Tyrod Taylor came out of relative obscurity to electrify the Bills’ long-dormant passing offense in 2015. Now he has to do it again—with the pressure of the starter’s role on his back from the outset.
Nothing has ever been given to Bills starting quarterback Tyrod Taylor. He’s had to earn everything in the NFL from the start. A sixth-round pick in the 2011 draft out of Virginia Tech, Taylor frequently impressed for the Ravens in the preseason but was stuck behind Joe Flacco on the depth chart. Over four seasons in Baltimore, Taylor completed 19 of 35 passes for 199 yards, no touchdowns and two interceptions, adding 27 rushes for 136 yards and a touchdown—far from earth-shattering totals, which limited his options in free agency during the 2015 off-season.
He signed a three-year, $3.35 million contract with the Bills, a deal that would void in the final year if he played more than 50% of the snaps in the 2015 or 2016 seasons. To do that, he would have to win a three-headed quarterback competition with EJ Manuel and Matt Cassel, administered by head coach Rex Ryan and offensive coordinator Greg Roman.
That’s just what he did, and last year for the first time in his pro career, Taylor entered the season as a starter. He got off to a rocky start, with modest numbers in a victorious season opener against the Colts and a three-interception game the next week against the Patriots, but he settled in nicely. After Week 2, Taylor threw 16 touchdowns and three interceptions, electrifying Buffalo’s long-dormant passing offense with several excellent, accurate deep throws, connection especially well with receiver Sammy Watkins. He finished 2015 with 18.2% of his 380 attempts traveling 20 yards or more in the air (per Pro Football Focus), the highest percentage of deep throws among all starting quarterbacks in the league. On those deep passes, he totaled 1,014 yards and 12 touchdowns—both top-five numbers—with a completion rate just over 44%.
When under pressure, Taylor showed an excellent understanding of how to extend a play with his legs and when to use them: He gained 568 yards and scored four touchdowns on 104 rushes. With very little regular season experience against first-string NFL defenses and their advanced schemes, Taylor proved to be the perfect quarterback for the Bills to establish a relatively steady passing game and a league-leading rushing attack.
Of course, now he has to do it again—with the pressure of the starter’s role on his back from the start. Taylor must prove to Buffalo’s coaching staff and general manager Doug Whaley that he is the long-term solution for a team that hasn’t seen the postseason in this millennium. Buffalo’s 8–8 record and Taylor’s status as an alternate Pro Bowler were steps in the right direction, but it’s clear that as much as he’s shown, the Bills need to see more from Taylor before they give him the lucrative contract extension he desires.

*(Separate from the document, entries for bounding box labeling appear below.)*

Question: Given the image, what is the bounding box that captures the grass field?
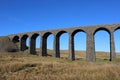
[0,51,120,80]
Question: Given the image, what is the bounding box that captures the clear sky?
[0,0,120,52]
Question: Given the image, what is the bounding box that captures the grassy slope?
[0,51,120,80]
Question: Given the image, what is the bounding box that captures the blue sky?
[0,0,120,52]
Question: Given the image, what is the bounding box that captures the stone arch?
[114,26,120,32]
[55,30,69,57]
[113,26,120,58]
[71,29,87,59]
[72,29,86,36]
[30,33,40,54]
[93,27,111,60]
[20,34,29,51]
[41,32,53,56]
[12,35,20,43]
[93,27,110,35]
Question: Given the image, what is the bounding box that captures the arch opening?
[42,32,54,56]
[47,34,54,56]
[12,36,20,50]
[30,33,40,55]
[94,28,110,61]
[21,34,30,51]
[114,28,120,59]
[73,30,86,61]
[56,31,69,58]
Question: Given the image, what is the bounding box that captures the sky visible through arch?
[0,0,120,52]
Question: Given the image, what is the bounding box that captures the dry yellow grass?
[0,52,120,80]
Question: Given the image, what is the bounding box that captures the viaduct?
[8,24,120,62]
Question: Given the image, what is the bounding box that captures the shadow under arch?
[93,27,111,61]
[30,33,40,54]
[20,34,29,51]
[114,26,120,59]
[12,35,20,43]
[71,29,86,60]
[55,30,68,58]
[40,32,53,56]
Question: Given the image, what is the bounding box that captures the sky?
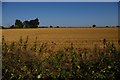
[2,2,118,27]
[2,0,119,2]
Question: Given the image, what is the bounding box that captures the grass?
[2,28,120,80]
[2,37,120,80]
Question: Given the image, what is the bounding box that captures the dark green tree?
[23,20,29,28]
[50,25,53,28]
[92,24,96,28]
[15,19,23,28]
[29,18,39,28]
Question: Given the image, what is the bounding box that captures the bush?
[2,37,120,80]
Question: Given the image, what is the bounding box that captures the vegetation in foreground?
[2,37,120,80]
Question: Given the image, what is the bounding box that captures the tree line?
[10,18,40,28]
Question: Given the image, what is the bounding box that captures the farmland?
[2,28,118,47]
[2,28,120,80]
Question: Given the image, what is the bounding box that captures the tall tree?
[15,19,23,28]
[29,18,39,28]
[23,20,29,28]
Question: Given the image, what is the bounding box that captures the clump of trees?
[10,18,40,28]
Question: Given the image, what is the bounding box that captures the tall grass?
[2,36,120,80]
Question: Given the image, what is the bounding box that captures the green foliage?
[2,36,120,80]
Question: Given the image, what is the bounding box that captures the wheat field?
[2,28,118,48]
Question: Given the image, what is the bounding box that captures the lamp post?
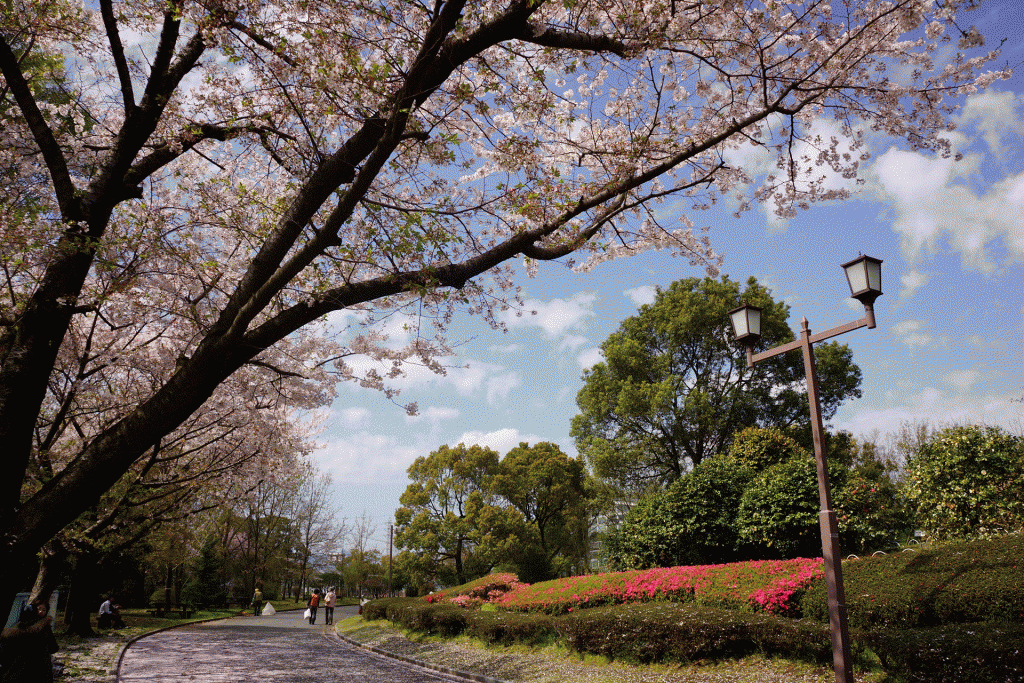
[729,256,882,683]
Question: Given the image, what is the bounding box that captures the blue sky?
[314,0,1024,552]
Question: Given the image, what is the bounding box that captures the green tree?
[905,425,1024,539]
[571,276,861,490]
[181,536,227,606]
[729,427,807,472]
[492,441,589,583]
[736,452,847,558]
[605,456,754,569]
[395,443,525,585]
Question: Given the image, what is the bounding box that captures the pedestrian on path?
[307,588,319,626]
[253,586,263,616]
[324,588,338,625]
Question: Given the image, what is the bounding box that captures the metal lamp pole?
[729,256,882,683]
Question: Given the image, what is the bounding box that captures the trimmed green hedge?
[362,598,831,664]
[555,602,831,664]
[861,623,1024,683]
[800,533,1024,630]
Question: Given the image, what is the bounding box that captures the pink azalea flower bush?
[492,557,823,614]
[424,573,526,607]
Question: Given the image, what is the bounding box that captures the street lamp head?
[729,303,761,346]
[843,256,882,308]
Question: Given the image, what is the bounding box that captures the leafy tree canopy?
[490,441,589,583]
[0,0,1009,602]
[905,425,1024,539]
[571,276,861,489]
[395,443,525,585]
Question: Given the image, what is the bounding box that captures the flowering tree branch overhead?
[0,0,1006,589]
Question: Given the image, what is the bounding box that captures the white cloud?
[403,405,462,425]
[456,427,546,456]
[899,270,930,301]
[486,372,522,405]
[487,344,522,354]
[623,285,657,306]
[942,370,980,393]
[893,321,934,350]
[338,408,370,429]
[502,292,597,337]
[837,387,1024,436]
[956,90,1024,159]
[558,335,590,353]
[316,432,419,486]
[577,348,604,370]
[868,100,1024,274]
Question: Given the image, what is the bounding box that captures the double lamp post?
[729,256,882,683]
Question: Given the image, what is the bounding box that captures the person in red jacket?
[307,588,319,625]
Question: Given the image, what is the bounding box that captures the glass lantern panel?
[846,259,868,294]
[864,259,882,292]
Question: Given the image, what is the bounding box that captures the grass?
[336,616,888,683]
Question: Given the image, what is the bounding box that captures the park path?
[119,607,463,683]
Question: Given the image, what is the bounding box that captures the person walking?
[253,586,263,616]
[306,588,319,626]
[324,588,338,625]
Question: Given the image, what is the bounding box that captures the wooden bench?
[148,605,193,618]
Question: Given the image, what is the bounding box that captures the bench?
[148,605,193,618]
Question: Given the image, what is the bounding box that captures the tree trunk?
[65,553,100,637]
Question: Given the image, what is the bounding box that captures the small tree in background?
[905,425,1024,539]
[729,427,807,472]
[605,456,754,569]
[181,536,227,607]
[737,452,846,558]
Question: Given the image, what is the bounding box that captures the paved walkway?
[119,607,462,683]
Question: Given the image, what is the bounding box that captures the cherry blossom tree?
[0,0,1008,598]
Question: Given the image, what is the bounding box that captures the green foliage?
[834,471,910,553]
[861,623,1024,683]
[395,442,596,588]
[605,456,754,569]
[571,278,861,490]
[801,533,1024,630]
[181,537,227,606]
[729,427,807,472]
[489,441,589,583]
[736,454,846,557]
[395,443,526,584]
[424,573,522,607]
[364,535,1024,683]
[905,426,1024,539]
[555,602,831,664]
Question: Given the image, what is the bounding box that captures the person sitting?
[96,598,125,629]
[0,600,57,683]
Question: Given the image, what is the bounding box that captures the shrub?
[861,623,1024,683]
[736,456,846,558]
[906,426,1024,539]
[800,533,1024,630]
[729,427,809,472]
[362,598,467,637]
[466,610,557,646]
[835,474,910,553]
[605,456,754,569]
[423,573,523,607]
[495,558,821,615]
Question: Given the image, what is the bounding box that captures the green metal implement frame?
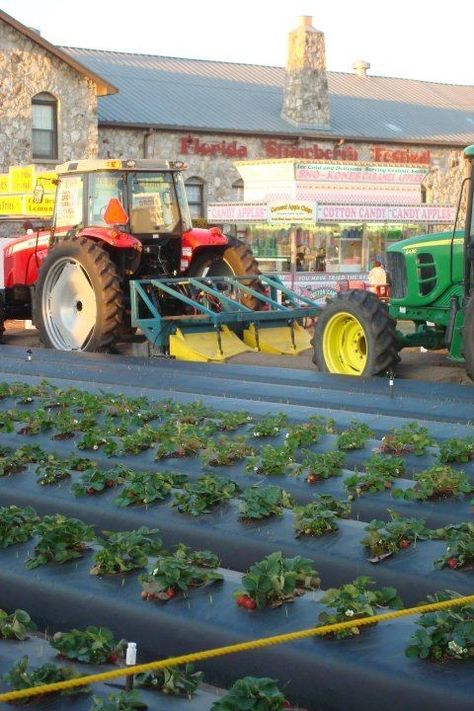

“He’s warranted enough for us to continue down the road to see if he can be the franchise guy of the future,” Whaley said in January. “I mean, if you think about it ... if I told you a former sixth-round pick in his first year starting went 8–6, and with his stats and his quarterback rating and what he’s brought to the team, I think it warrants him a chance to prove it. Absolutely. And the thing that we like the most about him is the locker room believes in him, we believe in him, and hopefully the fans believe in him.”
No offense designed by Roman and overseen by Ryan is ever going to lead the NFL in passing attempts, and Taylor seems to know that. However, a repeat performance may be difficult in 2016. Watkins recently suffered a fractured foot, and his timetable for return could sideline him for part of training camp. In addition, there’s no guarantee that running back LeSean McCoy won’t face league discipline from his alleged role in a February nightclub brawl, though charges have not been filed. There’s also the matter of Taylor’s injury history. He played through shoulder and knee injuries in 2015, but his relatively slight build (6' 0", 221 pounds) and playing style puts him at risk for more serious issues.
Last year, the Bills got an unexpected bargain by putting their faith in a former backup, who generated starter’s numbers for an $833,333 cap hit. This season, Taylor will either prove his worth as a long-term starter and raise his price accordingly or fall back to the middle and struggle to gain a foothold as anything more than a reliable reserve. The tape indicates that Taylor is more than a one-year wonder, but the circumstances surrounding 2016 undoubtedly make it the most important season of his career.